Before the U.S. Senate Subcommittee on Fisheries, Water and Wildlife

August 26, 2003

Boise City Council Chambers

Boise, Idaho

Good afternoon Mr. Chairman, members of the Subcommittee.  My neighbors and constituents appreciate your interest in the impact of the bull trout listing on rural Idaho. 

My name is Brad Little.  I represent Gem and Canyon Counties in the Idaho State Senate.  I serve on the Resource and Environment Committee, which has jurisdiction over Endangered Species Act (ESA) issues.  I also ranch in bull trout habitat.  My neighbors and I have suffered the economic costs of endangered species recovery.  Our ranch has taken non-use on a very good federal grazing allotment administered by the U.S. Forest Service that supports salmon, wolves and bull trout.    Both the wolves and salmon were introduced by the federal government and after many years of working to balance the interests between grazing and listed species, the regulatory costs became more of a burden than the pasture was worth.  Consequently, we no longer graze on this federal ground.  My goal today is to protect our neighbors from suffering a similar fate. 

The cost to my legislative district is massive.  Today, Boise Cascade, one of the largest landowners in the state is pondering whether to stay in the timber business or sell their approximately 200,000 acres of prime wildlife and recreational open space due to the draconian costs of land management with bull trout regulations being one of the most costly.  If Boise Cascade elects to sell their lands to the highest bidder, these critical open spaces will be lost forever.  Already over 500 jobs have been lost due to the Boise Cascade decision to consolidate their timber processing outside of Idaho.  As a result of the mill closure the cost of timber on the stump has dropped by 40%.  This translates into a loss of one-million dollars per year to the Idaho Public Schools Endowment.    I hardly think that the authors of the Endangered Species Act intended for this to occur.

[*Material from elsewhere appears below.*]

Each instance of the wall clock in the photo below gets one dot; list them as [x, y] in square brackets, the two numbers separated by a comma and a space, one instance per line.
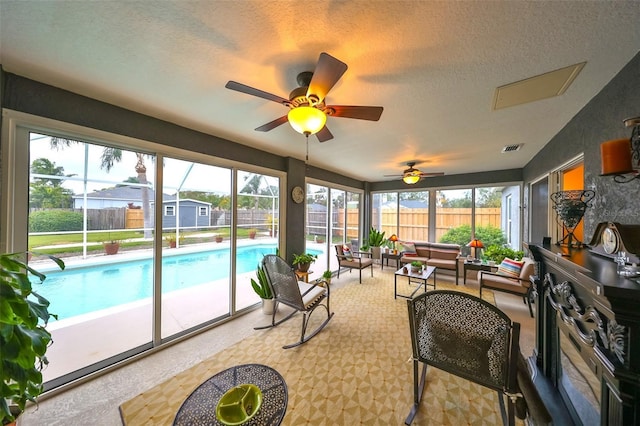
[610, 238]
[297, 194]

My neighbors are all outdoor and wildlife advocates.  They enjoy clean water and abundant wildlife.  They provide a critical part of the ecosystem for wildlife.  We should not saddle them with a disproportional amount of the costs for species recovery.  I implore Congress to use the tools that make America great to fix this dilemma.  Our representative democracy and the free-market system are the keys to resolving problems, to produce incentives for good management, and to be results-oriented, as is the need for species recovery.

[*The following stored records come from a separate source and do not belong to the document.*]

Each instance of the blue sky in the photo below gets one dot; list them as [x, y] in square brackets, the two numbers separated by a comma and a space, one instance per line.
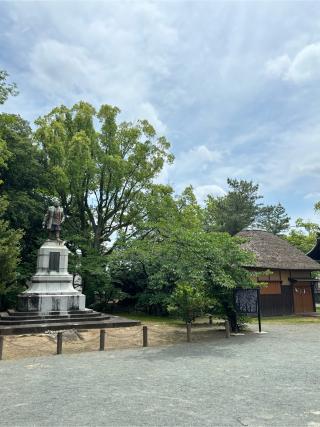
[234, 86]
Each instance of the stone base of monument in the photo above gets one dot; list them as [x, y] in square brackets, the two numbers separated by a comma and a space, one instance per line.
[51, 302]
[16, 323]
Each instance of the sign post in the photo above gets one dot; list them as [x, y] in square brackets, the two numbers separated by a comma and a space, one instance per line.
[247, 301]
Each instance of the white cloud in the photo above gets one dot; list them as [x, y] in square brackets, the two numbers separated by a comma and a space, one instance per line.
[313, 196]
[202, 191]
[278, 67]
[100, 52]
[303, 67]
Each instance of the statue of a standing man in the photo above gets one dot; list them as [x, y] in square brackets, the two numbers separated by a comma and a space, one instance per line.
[53, 219]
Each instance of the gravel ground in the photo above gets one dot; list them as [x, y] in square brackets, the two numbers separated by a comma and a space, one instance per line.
[248, 380]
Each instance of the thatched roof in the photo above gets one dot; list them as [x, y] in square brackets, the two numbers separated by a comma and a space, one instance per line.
[273, 252]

The issue of adequate and sustainable funding for recovery is paramount.  What happens if the funding goes away?  Will we be forced by a federal judge to cease irrigating and ranching?  Are our actions tied to adequate federal funding?  I ask for your guidance to Idaho on this critical aspect of recovery.

Let me give you a good example.  Some of my property is near Squaw Creek, an important stream for bull trout in the area.  Most of the land upstream is federal land, and the lower portions are private with a number of land use activities.  There has been a great deal of discussion and investigation regarding bull trout recovery on Squaw Creek.  We have some good ideas and many farmers and ranchers are interested.  If some of the proposals were implemented, the irrigators and ranchers in the upper Gem County area would have enormous costs for fish screens and more stringent riparian management regulations.  A recent assessment and proposal for needs in the Squaw Creek area estimate costs as much as $300,000.  Are we to bear all of these costs?  Are we punished if we do not follow-through with these projects? 

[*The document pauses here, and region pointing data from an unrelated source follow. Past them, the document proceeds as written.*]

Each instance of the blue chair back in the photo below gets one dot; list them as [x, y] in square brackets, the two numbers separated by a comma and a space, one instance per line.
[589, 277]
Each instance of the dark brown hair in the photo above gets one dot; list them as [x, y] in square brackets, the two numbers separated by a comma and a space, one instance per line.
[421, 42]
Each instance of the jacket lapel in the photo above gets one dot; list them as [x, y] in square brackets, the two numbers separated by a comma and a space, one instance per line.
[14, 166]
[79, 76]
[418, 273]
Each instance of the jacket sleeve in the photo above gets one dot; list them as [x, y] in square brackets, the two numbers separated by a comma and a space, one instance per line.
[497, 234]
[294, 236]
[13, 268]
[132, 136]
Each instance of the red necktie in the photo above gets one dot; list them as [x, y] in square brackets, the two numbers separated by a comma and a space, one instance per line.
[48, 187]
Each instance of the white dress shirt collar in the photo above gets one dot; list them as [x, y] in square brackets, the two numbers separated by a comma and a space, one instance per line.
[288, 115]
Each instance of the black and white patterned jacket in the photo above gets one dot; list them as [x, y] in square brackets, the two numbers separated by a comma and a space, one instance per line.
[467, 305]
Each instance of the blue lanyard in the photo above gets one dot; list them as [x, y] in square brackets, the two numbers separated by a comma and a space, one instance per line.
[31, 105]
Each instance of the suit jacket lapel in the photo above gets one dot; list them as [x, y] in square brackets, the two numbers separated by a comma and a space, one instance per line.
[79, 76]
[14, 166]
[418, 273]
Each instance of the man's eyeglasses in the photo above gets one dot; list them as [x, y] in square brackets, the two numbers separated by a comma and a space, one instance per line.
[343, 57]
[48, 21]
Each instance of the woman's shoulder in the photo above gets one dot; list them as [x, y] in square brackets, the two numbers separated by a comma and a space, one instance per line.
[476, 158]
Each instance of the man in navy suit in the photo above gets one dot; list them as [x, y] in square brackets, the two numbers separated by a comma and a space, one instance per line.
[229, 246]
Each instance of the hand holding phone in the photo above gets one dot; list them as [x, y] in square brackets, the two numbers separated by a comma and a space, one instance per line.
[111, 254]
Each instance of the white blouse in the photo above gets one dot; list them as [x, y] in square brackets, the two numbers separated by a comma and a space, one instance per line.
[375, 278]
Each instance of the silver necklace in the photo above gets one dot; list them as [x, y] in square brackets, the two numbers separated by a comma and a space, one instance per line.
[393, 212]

Without an exact goal, current, bull trout are a disincentive to good management.  If a landowner has a riparian area without bull trout and the possibility that better management will create higher water quality bringing in bull trout—the incentive is not to improve the riparian habitat.  Mr. Chairman, we should not have to fear the consequences of good management.  Why should a land manager make the improvements in riparian habitat that would be conducive to bull trout habitat and thus more regulation?  To overcome this disincentive, I recommend establishment of a concrete measurable end goal of so many bull trout or so many acres of habitat.  The disincentive is significantly reduced if a reasonable goal is established where proliferation of the species is beneficial versus detrimental. 

Allow us to be partners on recovery issues.  Allow the State of Idaho the responsibility to implement recovery programs.  I work with the state on water quality issues, and I am sure it is better than working with the EPA.  The state has responsibility for water quality issues and they should also have responsibility for ESA recovery programs.

Mr. Chairman, I want to thank you for giving hope to Idaho that we can maintain an improving ecosystem and sustainable rural communities, no simple challenge.  I of course would be happy to respond to questions.